Митрофан крякнул, подтянул ременный пояс и ну вопрошать старца. И, ревнуя о вере, в такой пришел раж, всего-то исплевал старца, и, подняв персты, ничего уже не слыша, вопил:
— Победихом!
Немалого стоило старцу унять его. Опомнившись, с рыданием приступил Митрофан к старцу, прося прощение.
Старец сказал:
— Бог простит. Это знамение, — победишь проклятого!
И, благословив на прю, дал ему кота, зеркальце да зерен горстку.
— Гряди во славу!
5
С котом под мышку вышел Митрофан на великую прю. Балдахал давным-давно прикончил с Мелетием, вошел в ограду, да в монастырских прудах и купается.
— Пускай-де с меня сойдет вся скверна: упрел больно с дураками!
Услышал это Митрофан и тут же, на бережку, расположился, достал кувшин, напихал в него всякой дряни, да и полощет: обмыть старается. А ничего не выходит, все дрянь сочится.
Балдахал кричит:
— Дурак, в кувшине сперва вымой!
Задело Митрофана:
— А ты чего лаешь, сам себе нутро очисти!

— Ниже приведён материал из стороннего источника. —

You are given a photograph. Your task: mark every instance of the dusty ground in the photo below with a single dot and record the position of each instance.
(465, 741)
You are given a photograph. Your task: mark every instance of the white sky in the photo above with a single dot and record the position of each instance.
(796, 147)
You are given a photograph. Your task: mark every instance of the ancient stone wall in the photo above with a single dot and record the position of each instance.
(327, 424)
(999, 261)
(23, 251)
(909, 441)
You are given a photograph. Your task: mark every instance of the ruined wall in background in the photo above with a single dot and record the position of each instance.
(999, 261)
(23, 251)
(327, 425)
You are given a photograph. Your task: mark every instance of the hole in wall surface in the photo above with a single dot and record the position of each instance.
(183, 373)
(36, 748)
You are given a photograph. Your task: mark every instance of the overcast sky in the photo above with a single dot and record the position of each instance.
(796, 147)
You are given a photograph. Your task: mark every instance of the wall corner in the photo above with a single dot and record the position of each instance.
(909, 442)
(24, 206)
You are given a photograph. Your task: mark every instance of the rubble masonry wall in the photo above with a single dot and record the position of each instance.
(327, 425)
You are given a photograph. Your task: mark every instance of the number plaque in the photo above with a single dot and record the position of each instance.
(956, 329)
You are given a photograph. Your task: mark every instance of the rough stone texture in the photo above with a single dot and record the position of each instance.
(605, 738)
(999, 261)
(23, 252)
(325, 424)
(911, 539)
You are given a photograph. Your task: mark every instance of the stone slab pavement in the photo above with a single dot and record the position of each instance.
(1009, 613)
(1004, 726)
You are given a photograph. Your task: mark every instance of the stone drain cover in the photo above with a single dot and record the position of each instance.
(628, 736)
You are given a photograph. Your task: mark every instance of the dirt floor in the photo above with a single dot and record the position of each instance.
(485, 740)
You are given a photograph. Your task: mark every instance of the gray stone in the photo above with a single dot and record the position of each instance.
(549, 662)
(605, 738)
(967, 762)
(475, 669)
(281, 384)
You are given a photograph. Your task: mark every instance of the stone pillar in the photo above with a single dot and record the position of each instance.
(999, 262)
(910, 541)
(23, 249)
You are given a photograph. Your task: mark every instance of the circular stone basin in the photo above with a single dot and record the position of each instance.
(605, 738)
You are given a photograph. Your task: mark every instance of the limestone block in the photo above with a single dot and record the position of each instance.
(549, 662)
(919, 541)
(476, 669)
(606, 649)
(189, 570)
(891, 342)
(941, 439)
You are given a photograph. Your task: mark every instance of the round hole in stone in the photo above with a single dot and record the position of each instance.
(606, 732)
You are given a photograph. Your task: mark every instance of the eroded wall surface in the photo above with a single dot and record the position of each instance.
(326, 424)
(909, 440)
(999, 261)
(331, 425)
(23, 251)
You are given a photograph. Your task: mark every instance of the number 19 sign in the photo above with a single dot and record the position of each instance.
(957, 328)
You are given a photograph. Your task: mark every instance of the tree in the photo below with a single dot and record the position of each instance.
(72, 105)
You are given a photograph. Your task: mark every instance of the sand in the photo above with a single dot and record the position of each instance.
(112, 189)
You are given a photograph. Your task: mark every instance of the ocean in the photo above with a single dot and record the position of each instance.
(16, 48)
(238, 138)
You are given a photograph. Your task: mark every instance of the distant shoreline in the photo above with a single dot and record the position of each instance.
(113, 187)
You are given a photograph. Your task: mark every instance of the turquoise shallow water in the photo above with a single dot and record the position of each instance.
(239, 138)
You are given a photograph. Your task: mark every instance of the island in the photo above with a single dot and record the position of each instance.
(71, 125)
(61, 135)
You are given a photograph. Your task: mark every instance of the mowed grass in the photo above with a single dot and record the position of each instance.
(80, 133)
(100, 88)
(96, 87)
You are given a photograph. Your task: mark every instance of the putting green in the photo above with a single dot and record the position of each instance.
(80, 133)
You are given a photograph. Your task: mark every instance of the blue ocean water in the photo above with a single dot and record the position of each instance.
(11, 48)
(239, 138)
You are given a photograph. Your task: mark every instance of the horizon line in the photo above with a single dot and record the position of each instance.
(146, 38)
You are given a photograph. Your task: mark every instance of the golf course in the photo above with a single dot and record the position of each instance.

— Экий умник, — рассмехнулся Балдахал, — тебя только недоставало.
Вылез из прудов и, в чем был, книгу в охапку да к Митрофану.
И началась у них пря.
И с первых же слов стал нечистый сбивать с толку Митрофана. Растерялся было Митрофан и видит — мышка указывает усиком Балдахалу по книге. Митроха за кота: выпустил Варсофония. Варсофоний за мышкой — и пошел уж не тот разговор. Да не надолго. Опять нечистый взял силу. И видит Митрофан — голубь ходит по книге, лапкой указывает Балдахалу. Митрофан за зерно, посыпал зернышка — и пошел голубь от книги, ну клевать, наклевался, отяжелел и ни с места. И Балдахал запнулся. Да вывернулся проклятый. И не знает Митрофан, что ему и делать: ни слов нет, ни разуму! И вспомнил тут о зеркальце, вытащил его, да как заглянет — и сам себя не узнал: откуда что взялось! Балдахал только глаза таращит, и вдруг поднялся над землею и понесся. Осенил себя Митрофан крестным знамением и за ним вдогонку, только полы раздуваются да сапог о сапог стучит. И занеслись они так высоко — к звездам, там где звезды вертятся, и не дай Бог коснуться: завьют, закрутят и падешь, как камень.